Pulse+IT's top 5 for 2021

1. NSW Health’s vaccination booking system is broken

2. COVID-19 digital certificate can be added to Apple Wallet and Google Pay

3. Confusion reigns over national booking solution for vaccine roll-out

4. Telstra Health rebrands digital hospital platform as Kyra

5. Cerner taps Julie Hoare for APAC top spot

Click here to see the full hot top 20.


0 # Kate McDonald 2022-01-21 11:43
Are the MBS-funded GP telehealth plans a real game-changer, or are they just a small step? Here’s what you thought.

Most thought they were just a small step: 64 per cent said no, they weren’t a game-changer. 36 per cent were more positive.

Here's what you thought:

- It’s a small step, there were also major cuts to rural specialist Telehealth funding so all in all, Telehealth funding hasn’t really advanced!

- They provide confidence for the first time ever that there is reimbursement for telehealth. Even the insane restrictions around it can't stop it from being a game-changer.

- It is the initial step to allow remote GP services

- One step forward another step sideways then a step backwards.

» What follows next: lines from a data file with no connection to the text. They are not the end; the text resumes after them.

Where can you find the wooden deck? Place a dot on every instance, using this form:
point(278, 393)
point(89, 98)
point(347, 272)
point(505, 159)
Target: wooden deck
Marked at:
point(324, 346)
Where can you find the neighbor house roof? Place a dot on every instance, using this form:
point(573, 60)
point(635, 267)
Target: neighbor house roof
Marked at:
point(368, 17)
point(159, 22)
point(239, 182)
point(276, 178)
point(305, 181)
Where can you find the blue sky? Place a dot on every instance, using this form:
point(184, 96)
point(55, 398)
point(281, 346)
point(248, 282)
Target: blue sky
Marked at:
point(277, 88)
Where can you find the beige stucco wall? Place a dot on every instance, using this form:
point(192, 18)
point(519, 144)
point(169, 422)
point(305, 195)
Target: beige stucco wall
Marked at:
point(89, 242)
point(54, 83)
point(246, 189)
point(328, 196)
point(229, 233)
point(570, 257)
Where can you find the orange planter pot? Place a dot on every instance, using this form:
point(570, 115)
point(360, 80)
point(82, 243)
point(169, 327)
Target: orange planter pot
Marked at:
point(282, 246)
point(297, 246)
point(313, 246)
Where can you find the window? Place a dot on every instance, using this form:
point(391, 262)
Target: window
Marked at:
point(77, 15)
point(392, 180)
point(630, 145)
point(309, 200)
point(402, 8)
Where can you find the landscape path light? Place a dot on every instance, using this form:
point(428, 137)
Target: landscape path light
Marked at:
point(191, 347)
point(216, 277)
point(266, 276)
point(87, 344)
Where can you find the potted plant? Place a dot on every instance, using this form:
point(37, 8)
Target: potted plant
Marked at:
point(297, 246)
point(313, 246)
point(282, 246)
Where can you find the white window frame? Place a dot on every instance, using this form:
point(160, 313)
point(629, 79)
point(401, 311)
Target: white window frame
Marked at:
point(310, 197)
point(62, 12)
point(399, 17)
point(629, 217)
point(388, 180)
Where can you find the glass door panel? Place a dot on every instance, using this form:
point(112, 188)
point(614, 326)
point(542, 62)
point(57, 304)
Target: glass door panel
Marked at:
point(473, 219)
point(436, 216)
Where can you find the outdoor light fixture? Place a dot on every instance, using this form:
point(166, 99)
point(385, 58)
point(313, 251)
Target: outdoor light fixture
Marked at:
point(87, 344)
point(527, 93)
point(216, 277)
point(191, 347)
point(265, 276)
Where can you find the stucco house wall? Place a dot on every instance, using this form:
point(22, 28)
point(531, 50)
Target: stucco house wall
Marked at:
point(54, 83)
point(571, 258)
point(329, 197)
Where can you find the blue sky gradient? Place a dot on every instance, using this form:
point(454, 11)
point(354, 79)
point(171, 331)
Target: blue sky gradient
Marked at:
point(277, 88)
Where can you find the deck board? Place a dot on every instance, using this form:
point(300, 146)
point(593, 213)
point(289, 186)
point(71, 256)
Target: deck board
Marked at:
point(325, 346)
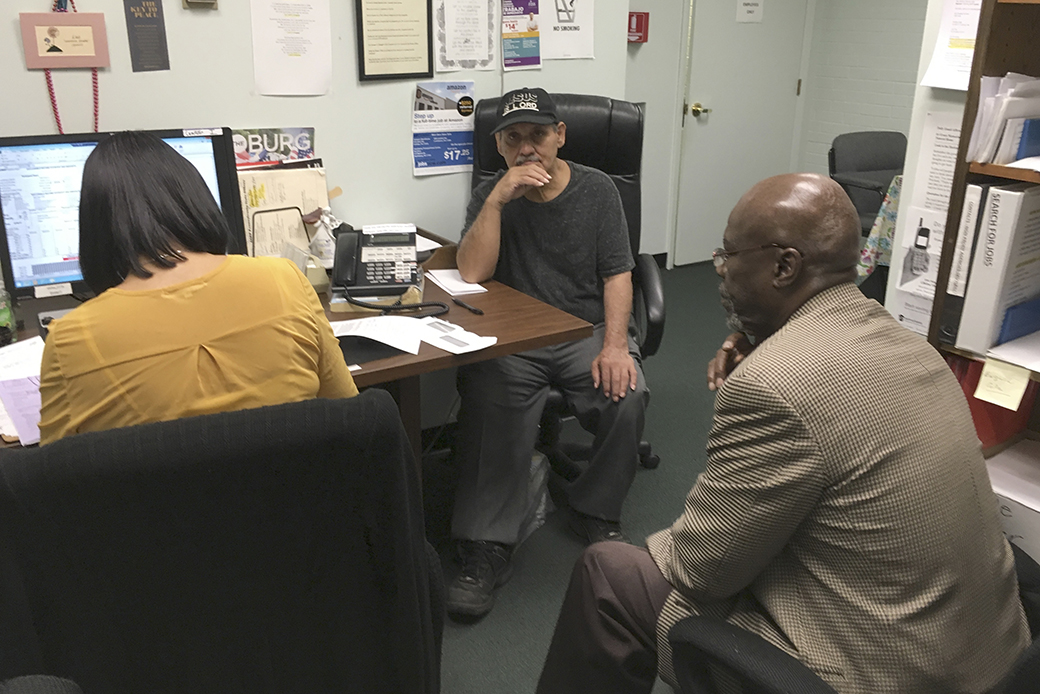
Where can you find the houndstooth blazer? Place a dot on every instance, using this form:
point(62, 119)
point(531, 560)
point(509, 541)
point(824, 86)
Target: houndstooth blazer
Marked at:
point(846, 514)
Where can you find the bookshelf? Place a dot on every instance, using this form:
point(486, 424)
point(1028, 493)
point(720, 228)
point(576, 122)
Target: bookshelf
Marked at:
point(1008, 30)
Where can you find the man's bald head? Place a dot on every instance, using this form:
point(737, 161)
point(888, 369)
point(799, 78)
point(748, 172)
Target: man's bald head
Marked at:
point(788, 238)
point(806, 211)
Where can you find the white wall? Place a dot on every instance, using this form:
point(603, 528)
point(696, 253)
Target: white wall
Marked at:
point(862, 71)
point(656, 75)
point(363, 131)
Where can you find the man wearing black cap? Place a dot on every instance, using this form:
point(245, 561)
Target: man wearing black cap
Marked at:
point(554, 230)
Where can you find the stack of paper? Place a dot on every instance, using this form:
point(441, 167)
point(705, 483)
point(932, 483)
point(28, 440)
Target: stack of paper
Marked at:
point(20, 389)
point(1004, 105)
point(451, 282)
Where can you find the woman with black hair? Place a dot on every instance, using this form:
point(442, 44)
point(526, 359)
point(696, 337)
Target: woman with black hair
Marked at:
point(179, 328)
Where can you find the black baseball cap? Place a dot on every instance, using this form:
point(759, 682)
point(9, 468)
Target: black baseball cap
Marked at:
point(526, 105)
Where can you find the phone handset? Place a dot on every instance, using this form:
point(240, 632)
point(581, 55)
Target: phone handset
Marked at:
point(344, 270)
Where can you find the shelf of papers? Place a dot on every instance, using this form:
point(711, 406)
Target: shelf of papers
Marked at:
point(1010, 173)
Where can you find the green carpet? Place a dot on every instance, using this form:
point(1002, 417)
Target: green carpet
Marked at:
point(502, 653)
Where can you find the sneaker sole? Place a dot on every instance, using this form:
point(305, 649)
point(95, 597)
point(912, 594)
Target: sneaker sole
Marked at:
point(479, 609)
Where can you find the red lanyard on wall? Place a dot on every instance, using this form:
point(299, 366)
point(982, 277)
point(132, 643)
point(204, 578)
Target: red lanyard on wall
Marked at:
point(61, 6)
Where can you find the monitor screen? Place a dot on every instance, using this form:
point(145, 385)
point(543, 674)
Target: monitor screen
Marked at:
point(40, 181)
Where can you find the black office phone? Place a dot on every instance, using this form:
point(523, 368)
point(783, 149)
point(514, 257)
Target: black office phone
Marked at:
point(374, 264)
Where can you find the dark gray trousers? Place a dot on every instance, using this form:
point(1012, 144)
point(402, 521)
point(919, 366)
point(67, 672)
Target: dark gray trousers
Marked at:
point(501, 405)
point(605, 639)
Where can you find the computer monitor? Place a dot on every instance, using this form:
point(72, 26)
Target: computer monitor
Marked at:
point(40, 181)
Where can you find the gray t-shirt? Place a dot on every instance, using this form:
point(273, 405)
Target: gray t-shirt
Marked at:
point(559, 252)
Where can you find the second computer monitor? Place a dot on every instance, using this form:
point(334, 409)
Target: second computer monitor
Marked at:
point(40, 183)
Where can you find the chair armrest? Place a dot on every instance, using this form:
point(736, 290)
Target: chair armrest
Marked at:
point(647, 277)
point(697, 641)
point(860, 182)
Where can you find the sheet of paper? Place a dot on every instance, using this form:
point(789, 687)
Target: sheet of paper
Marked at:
point(442, 128)
point(1023, 352)
point(397, 331)
point(451, 338)
point(935, 174)
point(17, 361)
point(749, 11)
point(451, 282)
point(291, 47)
point(465, 34)
point(274, 202)
point(951, 66)
point(395, 36)
point(567, 30)
point(21, 400)
point(423, 243)
point(1003, 384)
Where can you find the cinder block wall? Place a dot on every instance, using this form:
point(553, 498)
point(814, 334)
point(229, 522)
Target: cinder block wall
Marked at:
point(862, 71)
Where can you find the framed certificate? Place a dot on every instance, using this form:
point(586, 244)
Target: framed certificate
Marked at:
point(63, 40)
point(394, 39)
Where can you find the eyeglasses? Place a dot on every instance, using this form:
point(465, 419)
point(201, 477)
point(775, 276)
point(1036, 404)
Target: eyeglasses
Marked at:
point(720, 256)
point(537, 136)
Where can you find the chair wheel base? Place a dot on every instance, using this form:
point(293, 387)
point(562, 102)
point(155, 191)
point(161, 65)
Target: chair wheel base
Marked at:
point(650, 462)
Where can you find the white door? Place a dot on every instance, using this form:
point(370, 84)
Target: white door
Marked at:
point(747, 74)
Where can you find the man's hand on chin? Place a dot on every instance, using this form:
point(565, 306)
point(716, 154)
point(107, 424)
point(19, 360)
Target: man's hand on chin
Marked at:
point(518, 180)
point(614, 369)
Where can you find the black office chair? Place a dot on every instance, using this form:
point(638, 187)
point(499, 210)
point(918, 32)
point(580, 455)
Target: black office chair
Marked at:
point(605, 134)
point(273, 549)
point(864, 164)
point(699, 643)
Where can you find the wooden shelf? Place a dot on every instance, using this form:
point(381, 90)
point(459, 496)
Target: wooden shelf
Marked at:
point(1027, 175)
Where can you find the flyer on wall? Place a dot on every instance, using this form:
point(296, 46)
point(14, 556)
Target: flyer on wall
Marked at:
point(521, 44)
point(568, 30)
point(442, 128)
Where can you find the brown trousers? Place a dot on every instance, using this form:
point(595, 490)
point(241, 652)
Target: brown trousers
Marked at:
point(605, 639)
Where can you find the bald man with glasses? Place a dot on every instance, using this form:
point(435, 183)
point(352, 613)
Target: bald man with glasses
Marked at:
point(845, 513)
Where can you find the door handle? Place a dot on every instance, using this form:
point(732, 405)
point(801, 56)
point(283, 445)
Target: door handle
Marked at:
point(696, 109)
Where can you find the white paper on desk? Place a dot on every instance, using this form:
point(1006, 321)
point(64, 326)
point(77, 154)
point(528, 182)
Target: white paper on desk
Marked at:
point(1028, 162)
point(266, 194)
point(422, 243)
point(21, 399)
point(291, 47)
point(397, 331)
point(451, 338)
point(451, 282)
point(19, 360)
point(1023, 352)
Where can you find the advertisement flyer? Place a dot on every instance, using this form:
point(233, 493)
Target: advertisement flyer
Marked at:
point(521, 44)
point(442, 128)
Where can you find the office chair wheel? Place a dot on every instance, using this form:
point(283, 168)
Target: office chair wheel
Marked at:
point(650, 462)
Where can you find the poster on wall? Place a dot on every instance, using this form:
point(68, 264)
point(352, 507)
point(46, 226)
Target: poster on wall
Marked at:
point(951, 66)
point(568, 29)
point(521, 42)
point(442, 128)
point(147, 31)
point(465, 34)
point(291, 47)
point(749, 11)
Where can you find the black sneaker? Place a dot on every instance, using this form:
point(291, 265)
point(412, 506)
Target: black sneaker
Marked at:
point(485, 566)
point(594, 530)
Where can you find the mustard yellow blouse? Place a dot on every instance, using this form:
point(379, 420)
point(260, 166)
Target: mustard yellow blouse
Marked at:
point(247, 334)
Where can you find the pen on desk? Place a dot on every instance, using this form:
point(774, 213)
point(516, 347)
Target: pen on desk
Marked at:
point(473, 309)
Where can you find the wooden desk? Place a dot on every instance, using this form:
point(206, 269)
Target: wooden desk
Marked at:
point(519, 322)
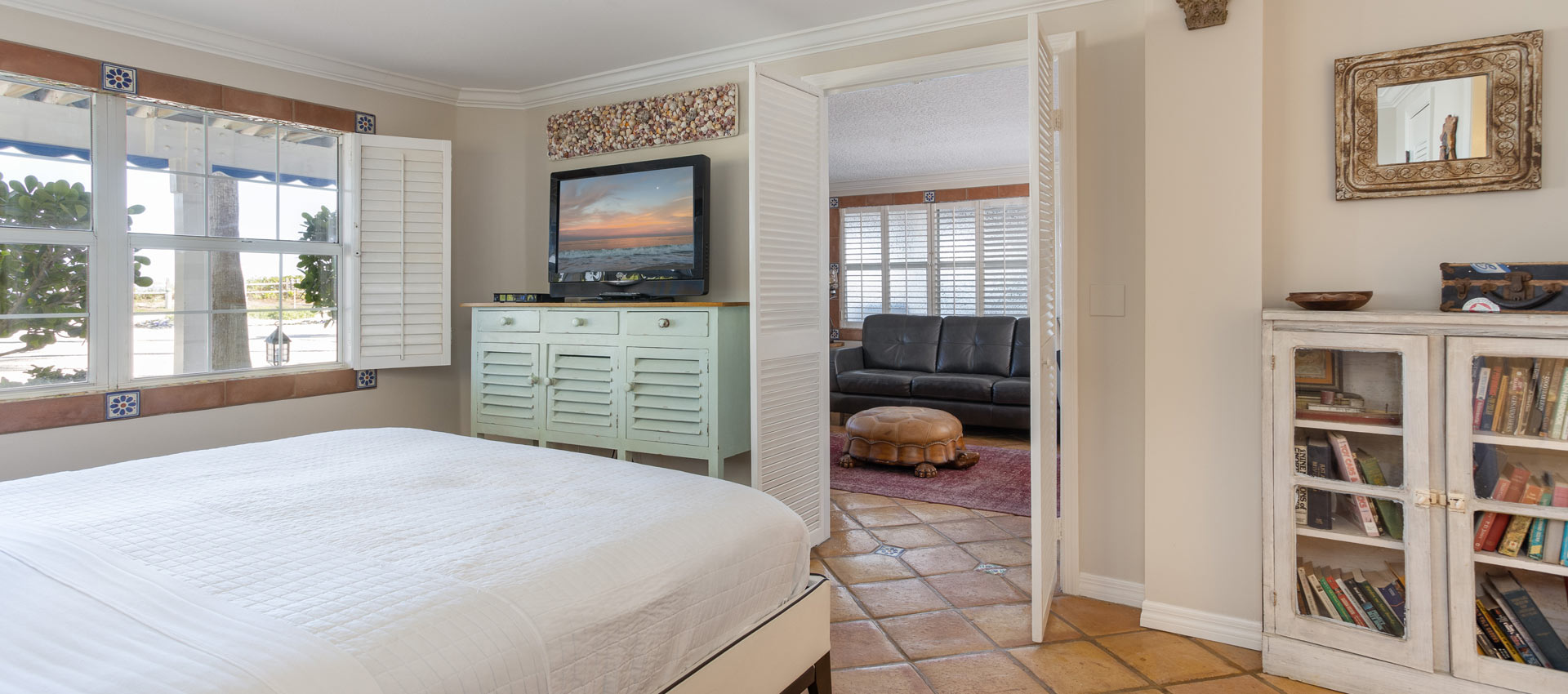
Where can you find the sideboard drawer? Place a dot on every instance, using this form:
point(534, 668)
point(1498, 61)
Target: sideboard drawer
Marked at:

It's called spin.

- A small step, as the number of consultations that would be covered per year is just not enough.


- Small step with threat of PSR looming

-by telephone does not add enough value, they should have mandated by video

-The Dr-Patient Relation as was thought in past will suffer as Face to Face created a strong bond .Telehealth and Televideo will water this relationship especially in Rural Region area.Patient now does not see same doctor and relies on many sources to discuss the medical events.

- GP telehealth at the moment is really just GP phone calls. A game change would be a health system embraced virtual care and remote monitoring.

- NOT JUST GPs! Great especially for OTs (so much mucking around ordering equipment and following up it's supply when clients constantly change their mind) and other allied health as well

- Just a small step

- Telehealth has been around since the nineties. Observation is a key issue in diagnosis and treatment. It is a good tool for followup and certain medical conditions. I wouldn't say it's a game changer but more just another tool of delivery.

- Telephone consults are great.... but they are not telehealth..... and they should have been available 10 years ago...... current MBS funded telehealth is really only MBS funded phone calls... when there are funding incentives, then the GPs will move to offering video options, and not before

- Better than turning it off

- A small positive step to continue some level of service. Not a game changer until evidence based video calls mandated (except in emergency). Pay more for video than phone and that will change the game!